Simha Erlich (שמחה ארליך; 15 December 1915 – 19 June 1983) was an Israeli politician. Erlich was leader of the Liberal Party and served in the Knesset from 1969 to 1983. Erlich notably served as Minister of Finance under Prime Minister Menachem Begin, where he was known for his efforts to liberalize the Israeli economy, and also served as Deputy Prime Minister of Israel.

==Early life and career==
Erlich was born on 15 December 1915 in the village of Bachów, then part of the Kingdom of Galicia and Lodomeria in Austria-Hungary (now part of modern Poland). He was a member of the General Zionists youth movement.

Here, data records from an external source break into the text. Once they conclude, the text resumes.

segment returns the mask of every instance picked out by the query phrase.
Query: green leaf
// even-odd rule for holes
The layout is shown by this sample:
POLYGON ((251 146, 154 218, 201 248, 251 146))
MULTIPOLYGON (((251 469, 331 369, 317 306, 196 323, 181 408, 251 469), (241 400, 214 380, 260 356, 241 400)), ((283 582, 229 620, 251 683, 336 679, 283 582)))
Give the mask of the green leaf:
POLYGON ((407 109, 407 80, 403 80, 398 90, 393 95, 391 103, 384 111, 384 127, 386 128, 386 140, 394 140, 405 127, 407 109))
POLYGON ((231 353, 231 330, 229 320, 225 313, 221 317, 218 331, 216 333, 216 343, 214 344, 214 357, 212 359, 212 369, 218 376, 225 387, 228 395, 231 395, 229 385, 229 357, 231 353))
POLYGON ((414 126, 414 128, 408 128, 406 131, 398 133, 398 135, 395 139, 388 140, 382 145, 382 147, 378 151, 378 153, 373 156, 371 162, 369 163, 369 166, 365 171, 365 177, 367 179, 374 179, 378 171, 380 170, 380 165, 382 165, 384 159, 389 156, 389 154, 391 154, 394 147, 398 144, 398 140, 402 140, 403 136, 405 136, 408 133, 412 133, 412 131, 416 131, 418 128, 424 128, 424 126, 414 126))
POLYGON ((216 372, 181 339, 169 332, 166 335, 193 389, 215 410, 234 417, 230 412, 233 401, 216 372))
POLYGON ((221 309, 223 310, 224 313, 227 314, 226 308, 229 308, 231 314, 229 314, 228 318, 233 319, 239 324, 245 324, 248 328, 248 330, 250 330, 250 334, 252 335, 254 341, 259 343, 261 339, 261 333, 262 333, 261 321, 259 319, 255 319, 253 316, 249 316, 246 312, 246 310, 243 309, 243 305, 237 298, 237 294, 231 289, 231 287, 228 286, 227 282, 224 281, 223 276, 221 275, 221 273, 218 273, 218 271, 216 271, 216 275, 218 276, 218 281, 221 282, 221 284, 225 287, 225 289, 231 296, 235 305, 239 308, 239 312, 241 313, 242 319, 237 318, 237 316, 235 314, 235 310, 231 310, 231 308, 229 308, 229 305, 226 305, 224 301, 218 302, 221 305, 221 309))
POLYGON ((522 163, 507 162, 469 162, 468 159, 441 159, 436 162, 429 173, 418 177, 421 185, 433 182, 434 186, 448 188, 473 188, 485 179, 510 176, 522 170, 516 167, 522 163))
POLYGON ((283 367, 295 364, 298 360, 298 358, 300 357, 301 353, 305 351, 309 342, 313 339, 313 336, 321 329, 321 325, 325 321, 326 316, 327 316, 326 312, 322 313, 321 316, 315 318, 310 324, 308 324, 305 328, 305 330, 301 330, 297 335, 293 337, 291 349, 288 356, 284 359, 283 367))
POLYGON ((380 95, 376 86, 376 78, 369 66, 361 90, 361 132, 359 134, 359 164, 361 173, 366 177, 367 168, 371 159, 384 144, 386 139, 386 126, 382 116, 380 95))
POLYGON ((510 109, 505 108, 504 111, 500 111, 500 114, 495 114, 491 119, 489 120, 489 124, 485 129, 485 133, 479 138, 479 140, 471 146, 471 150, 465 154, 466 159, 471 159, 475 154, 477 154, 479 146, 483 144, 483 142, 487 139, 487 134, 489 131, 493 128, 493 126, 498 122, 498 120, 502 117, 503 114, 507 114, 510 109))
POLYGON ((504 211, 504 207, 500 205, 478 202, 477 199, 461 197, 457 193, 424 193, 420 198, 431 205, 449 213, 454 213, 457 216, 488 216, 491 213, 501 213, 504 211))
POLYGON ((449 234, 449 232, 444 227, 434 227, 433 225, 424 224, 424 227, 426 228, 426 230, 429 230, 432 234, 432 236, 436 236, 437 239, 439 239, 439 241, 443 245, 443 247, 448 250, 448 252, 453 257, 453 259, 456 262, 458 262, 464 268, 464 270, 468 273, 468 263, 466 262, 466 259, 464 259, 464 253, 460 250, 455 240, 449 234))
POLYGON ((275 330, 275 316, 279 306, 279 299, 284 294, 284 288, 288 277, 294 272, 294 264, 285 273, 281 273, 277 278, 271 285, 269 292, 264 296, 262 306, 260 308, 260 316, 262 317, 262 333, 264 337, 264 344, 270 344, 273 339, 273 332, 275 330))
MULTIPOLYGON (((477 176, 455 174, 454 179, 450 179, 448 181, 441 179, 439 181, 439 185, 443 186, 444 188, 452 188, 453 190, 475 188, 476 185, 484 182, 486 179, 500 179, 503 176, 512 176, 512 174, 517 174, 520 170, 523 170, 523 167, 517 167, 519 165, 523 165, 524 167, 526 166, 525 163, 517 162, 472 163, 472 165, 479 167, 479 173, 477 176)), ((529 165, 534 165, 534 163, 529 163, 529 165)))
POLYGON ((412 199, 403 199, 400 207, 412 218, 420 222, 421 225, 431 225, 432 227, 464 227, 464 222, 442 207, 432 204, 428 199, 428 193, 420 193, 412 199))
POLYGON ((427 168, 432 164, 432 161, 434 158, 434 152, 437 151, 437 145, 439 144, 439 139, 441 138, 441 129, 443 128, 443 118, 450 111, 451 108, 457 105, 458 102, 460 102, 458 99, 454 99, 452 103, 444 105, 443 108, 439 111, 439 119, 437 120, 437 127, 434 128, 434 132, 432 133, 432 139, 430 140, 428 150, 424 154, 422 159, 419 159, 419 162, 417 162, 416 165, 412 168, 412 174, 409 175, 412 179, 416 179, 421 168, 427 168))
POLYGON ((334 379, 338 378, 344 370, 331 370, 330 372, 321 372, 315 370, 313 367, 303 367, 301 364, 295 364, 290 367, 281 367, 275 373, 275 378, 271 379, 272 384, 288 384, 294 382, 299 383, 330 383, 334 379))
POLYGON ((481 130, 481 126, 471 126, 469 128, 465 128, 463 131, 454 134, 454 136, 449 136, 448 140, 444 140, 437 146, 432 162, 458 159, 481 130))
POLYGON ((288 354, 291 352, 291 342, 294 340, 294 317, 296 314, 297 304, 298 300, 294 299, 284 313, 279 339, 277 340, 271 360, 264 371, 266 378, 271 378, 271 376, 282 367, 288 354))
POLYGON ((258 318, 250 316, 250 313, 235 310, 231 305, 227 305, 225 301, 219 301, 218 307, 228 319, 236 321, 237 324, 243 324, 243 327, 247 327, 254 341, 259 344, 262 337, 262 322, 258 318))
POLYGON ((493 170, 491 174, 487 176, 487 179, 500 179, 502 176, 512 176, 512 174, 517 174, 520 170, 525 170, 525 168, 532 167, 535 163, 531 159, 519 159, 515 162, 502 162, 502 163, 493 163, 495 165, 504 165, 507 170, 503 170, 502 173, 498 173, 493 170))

He made aliyah to Mandatory Palestine in 1938 and settled in Nes Ziona, where he worked as a farmer. He studied optics and founded a lens factory.

== Political career ==
In 1955, he was elected to Tel Aviv city council, and became a member of the Liberal Party. In 1969, he quit the city council and was elected to the Knesset on the Gahal list (Gahal being a coalition between the Liberal Party and Herut). In 1976, he was elected chairman of the Liberal Party.

After the 1977 elections, he was appointed Finance Minister and Deputy Prime Minister. As Minister of Finance, he tried sought to liberalise the Israeli economy by abolishing foreign currency regulations and travel taxes, as well as cheapening imported goods. In 1978, Erlich presented a budget that he predicted would reduce the country's deficit.

It soon turned out that Israel's economy was not prepared for such a drastic change, as could be seen by the subsequent deterioration of the balance of payments, the mass increase of goods import and sharp rise of inflation rate.

Consequently, Erlich was forced to resign as Minister of Finance. However, he remained Deputy Prime Minister and was in charge of the development of the Galilee, the Arab sector and re-absorption of emigrants.

After the 1981 elections, Erlich was appointed Agriculture Minister and remained Deputy Prime Minister.

== Death ==
Erlich died on 19 June 1983 at the age of 67 after heart bypass surgery and was buried in Nachalat Yitzhak Cemetery.